Now have I shewed thee why thou art harder than the stone and
bitterer than the tree. Now shall I shew thee why thou art more
naked and barer than the fig tree. It befel that Our Lord on Palm
Sunday preached in Jerusalem, and there He found in the people
that all hardness was harboured in them, and there He found in all
the town not one that would harbour him. And then He went
without the town, and found in the middes of the way a fig tree,
the which was right fair and well garnished of leaves, but fruit had
it none.

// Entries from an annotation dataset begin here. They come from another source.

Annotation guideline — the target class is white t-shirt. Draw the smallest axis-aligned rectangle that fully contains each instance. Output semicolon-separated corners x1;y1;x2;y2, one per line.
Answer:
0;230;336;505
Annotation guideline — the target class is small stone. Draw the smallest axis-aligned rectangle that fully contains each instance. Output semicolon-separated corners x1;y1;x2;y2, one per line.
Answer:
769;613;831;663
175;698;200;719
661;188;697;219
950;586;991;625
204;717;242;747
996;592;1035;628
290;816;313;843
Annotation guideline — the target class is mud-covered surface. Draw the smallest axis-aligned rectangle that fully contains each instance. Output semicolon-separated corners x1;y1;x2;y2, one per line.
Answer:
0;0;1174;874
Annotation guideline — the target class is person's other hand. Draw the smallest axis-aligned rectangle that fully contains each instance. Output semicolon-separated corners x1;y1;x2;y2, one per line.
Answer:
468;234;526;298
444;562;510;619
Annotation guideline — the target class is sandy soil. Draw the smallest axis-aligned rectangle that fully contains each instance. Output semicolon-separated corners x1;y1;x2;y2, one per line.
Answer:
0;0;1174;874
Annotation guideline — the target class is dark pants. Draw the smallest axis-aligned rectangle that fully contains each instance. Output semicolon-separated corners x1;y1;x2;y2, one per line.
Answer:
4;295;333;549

Then Our Lord cursed the tree that bare no fruit; that
betokeneth the fig tree unto Jerusalem, that had leaves and no fruit.

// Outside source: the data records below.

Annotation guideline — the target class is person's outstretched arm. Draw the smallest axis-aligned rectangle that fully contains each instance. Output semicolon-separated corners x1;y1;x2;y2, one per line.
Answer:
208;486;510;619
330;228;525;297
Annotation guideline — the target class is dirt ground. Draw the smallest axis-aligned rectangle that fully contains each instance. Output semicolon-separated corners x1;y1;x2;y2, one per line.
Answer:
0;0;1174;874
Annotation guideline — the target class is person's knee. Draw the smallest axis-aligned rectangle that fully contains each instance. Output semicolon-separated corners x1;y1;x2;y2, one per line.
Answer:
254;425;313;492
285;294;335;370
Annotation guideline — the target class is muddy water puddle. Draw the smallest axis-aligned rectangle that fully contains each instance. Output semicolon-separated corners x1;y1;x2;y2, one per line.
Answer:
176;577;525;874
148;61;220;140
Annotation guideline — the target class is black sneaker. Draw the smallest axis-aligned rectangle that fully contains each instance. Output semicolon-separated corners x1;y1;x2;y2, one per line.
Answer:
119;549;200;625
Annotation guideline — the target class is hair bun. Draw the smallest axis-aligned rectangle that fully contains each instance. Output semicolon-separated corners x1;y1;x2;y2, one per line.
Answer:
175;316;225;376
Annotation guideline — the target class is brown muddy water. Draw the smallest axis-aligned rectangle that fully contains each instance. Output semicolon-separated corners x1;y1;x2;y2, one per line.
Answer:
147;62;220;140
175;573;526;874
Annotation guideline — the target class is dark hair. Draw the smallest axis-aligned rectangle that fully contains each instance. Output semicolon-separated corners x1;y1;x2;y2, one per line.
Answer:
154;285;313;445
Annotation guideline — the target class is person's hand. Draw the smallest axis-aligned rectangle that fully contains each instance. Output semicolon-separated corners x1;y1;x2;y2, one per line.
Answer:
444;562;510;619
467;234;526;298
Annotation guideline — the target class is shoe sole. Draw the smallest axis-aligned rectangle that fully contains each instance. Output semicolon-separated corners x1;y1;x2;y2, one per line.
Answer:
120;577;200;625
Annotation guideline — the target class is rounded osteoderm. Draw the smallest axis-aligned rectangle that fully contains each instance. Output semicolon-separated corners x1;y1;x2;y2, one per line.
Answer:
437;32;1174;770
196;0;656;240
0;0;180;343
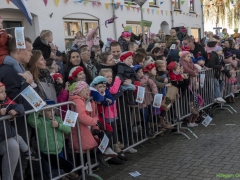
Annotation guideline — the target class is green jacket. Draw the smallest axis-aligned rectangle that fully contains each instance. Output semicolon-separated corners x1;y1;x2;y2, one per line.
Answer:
146;73;166;89
28;113;71;154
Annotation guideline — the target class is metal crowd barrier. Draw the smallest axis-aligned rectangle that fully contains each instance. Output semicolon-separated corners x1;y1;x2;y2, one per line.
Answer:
0;102;101;180
0;66;240;180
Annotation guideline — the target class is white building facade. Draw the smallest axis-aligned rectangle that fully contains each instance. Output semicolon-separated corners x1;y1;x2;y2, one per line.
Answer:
0;0;204;51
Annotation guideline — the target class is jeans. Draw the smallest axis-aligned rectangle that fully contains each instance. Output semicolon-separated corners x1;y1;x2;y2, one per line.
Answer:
0;138;19;180
121;84;136;91
214;79;225;98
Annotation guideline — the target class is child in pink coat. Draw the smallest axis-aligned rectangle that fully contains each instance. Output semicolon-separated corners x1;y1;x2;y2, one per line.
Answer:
179;51;199;127
99;68;124;153
69;81;117;166
52;73;69;120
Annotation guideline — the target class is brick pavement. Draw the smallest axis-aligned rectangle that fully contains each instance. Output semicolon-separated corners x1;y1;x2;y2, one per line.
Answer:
96;99;240;180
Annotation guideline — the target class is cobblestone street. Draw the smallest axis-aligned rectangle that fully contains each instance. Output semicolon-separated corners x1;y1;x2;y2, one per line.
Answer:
96;99;240;180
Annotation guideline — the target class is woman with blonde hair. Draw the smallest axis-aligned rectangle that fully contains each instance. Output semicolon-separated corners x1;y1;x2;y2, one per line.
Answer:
33;30;53;59
25;50;57;103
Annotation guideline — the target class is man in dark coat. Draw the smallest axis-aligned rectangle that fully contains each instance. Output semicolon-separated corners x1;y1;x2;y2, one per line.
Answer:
183;36;208;66
33;36;51;59
208;46;231;103
0;38;33;180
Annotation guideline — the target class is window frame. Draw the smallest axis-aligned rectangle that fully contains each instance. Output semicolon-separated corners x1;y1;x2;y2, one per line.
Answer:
63;19;101;50
148;0;157;7
174;0;181;10
188;0;195;12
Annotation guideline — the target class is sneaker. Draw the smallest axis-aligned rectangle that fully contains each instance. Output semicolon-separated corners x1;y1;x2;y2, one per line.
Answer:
215;97;226;103
127;148;137;154
187;123;195;127
133;126;138;133
192;123;198;126
103;147;118;157
25;148;40;161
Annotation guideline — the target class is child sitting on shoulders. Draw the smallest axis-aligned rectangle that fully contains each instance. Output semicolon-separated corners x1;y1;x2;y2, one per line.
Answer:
99;69;124;153
117;51;137;106
69;81;117;166
179;51;199;127
134;65;158;138
155;60;169;96
52;73;69;119
90;76;114;106
143;60;173;129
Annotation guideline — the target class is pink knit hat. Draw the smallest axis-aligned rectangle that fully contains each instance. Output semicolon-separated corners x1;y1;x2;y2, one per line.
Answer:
69;81;88;96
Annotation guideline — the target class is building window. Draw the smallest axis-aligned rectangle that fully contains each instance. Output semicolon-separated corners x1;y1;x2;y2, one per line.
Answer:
3;21;22;36
188;0;194;12
149;0;157;6
174;0;180;9
64;20;99;50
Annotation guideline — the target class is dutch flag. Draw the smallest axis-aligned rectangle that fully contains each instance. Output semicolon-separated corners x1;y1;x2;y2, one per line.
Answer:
11;0;32;25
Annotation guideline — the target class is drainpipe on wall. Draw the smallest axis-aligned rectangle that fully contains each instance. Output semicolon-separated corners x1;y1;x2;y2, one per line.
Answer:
112;0;118;41
170;1;174;29
201;3;204;38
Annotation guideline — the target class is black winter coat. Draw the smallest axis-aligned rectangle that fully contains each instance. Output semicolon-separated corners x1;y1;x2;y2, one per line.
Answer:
208;51;231;79
0;98;24;142
117;62;137;84
98;64;123;100
33;36;51;59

So thou, Sir Launcelot, when the Holy Grail was brought afore thee,
He found in thee no fruit, nor good thought nor good will, and
defouled with lechery. Certes, said Sir Launcelot, all that you have
said is true, and from henceforward I cast me, by the grace of God,
never to be so wicked as I have been, but as to follow knighthood
and to do feats of arms. Then the good man enjoined Sir Launcelot
such penance as he might do and to pursue knighthood, and so
assoiled him, and prayed Sir Launcelot to abide with him all that
day. I will well, said Sir Launcelot, for I have neither helm, nor
horse, nor sword. As for that, said the good man, I shall help you
or tomorn at even of an horse, and all that longed unto you. And
then Sir Launcelot repented him greatly.

Here leaveth off the history of Syr Launcelot.